An electronic descaler is a good option for treating moderately hard water, but we don’t recommend it for very hard water supplies.
Template Assisted Crystallization (TAC)
Another salt-free water softening process is Template Assisted Crystallization, or TAC.
TAC converts hardness minerals to crystal structures that aren’t able to bind to surfaces.
Again, TAC is a process of water conditioning, not softening. However, it’s more effective than electronic descaling and the best TAC conditioners can be used to treat even very hard water.
What’s the difference between hard water and soft water?
The main difference between hard water and soft water is that hard water contains minerals, while soft water is very low in minerals or contains no minerals at all. Water that’s hard has an alkaline taste and leaves scale deposits, while soft water has a plainer taste and doesn’t cause mineral damage.

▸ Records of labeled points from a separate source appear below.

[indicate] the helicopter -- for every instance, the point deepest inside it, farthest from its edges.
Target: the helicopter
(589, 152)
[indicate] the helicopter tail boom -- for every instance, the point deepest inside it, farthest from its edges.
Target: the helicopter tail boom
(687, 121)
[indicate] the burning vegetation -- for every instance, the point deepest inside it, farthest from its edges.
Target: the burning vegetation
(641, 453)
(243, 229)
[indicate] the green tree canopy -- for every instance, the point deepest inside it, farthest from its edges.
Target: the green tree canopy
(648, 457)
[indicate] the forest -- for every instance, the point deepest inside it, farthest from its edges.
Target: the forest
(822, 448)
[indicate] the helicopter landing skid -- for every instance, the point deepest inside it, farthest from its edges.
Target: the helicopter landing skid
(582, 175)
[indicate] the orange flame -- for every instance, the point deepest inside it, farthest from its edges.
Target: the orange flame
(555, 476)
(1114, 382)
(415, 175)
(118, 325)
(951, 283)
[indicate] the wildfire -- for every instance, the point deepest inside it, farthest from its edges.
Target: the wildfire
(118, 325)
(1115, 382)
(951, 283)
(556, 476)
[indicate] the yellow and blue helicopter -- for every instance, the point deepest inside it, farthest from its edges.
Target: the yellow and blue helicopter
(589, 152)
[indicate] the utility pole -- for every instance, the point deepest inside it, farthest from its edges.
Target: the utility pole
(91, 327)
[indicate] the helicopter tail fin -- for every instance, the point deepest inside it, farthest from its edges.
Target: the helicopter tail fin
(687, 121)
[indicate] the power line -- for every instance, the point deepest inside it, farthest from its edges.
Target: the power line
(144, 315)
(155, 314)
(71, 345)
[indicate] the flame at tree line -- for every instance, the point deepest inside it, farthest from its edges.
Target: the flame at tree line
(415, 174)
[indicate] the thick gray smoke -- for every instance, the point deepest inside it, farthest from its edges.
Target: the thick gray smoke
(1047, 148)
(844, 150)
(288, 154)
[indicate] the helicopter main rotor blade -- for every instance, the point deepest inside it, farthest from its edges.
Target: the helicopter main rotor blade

Is hard water bad for you?
No, hard water isn’t bad for you. In fact, calcium and magnesium minerals are good for your health. The biggest hard water issue is scale damage to plumbing and appliances. Showering in hard water may lead to dry skin and hair.
Is it okay to drink softened water?
Yes, it’s okay to drink water that has been softened. The lack of minerals should be fine as long as you eat a healthy diet. The exception is if you’re on a low-sodium diet and increasing your sodium levels even minimally could affect a health condition like high blood pressure.